In the earlier case where the end point detection is first performed prior to the enhancement, the end points obtained may not be accurate due to the presence of noise. However in the case when the end point detection is performed after enhancement, the enhancement modules suppress the noise and hence better end point detection can be done on the enhanced signal, since now the signal will be having the quality nearer to the clean speech case. As a result the end point detection using energy will be better when performed on the enhanced case compared to directly performing on the degraded case. Also the enhancement helps in noise suppression throughout the signal. The overall improvements of the TDSV system can be attributed to the better end points detected as well as the enhanced signal.

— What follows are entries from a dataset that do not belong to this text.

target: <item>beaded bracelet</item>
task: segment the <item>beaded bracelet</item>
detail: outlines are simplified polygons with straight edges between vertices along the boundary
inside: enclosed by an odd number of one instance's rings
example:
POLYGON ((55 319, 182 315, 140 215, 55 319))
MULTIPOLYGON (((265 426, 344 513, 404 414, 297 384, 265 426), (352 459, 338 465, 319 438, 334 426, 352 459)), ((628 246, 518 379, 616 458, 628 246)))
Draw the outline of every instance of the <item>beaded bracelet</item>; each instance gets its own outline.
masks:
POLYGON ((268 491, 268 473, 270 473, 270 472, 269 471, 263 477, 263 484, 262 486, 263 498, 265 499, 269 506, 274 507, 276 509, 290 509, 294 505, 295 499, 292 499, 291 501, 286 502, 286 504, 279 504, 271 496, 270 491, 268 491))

5 Conclusion and future work

In this work the performance of the TDSV system on the degraded speech conditions is analyzed. The temporal and spectral enhancement strategies are performed on the signal either before or after the energy based end point detection. The enhancement strategies tend to improve the performance of the TDSV system where the case when enhancement is performed after end point detection showed the best performance.

The future work can employ other forms of enhancement for improving the TDSV system. These enhancement strategies can be in terms of the source, vocal tract system and suprasegmental characteristics of speech. Additionally better versions of the end point detection algorithms can be used in place of the energy based end point detection to improve the accuracy of the overall TDSV system.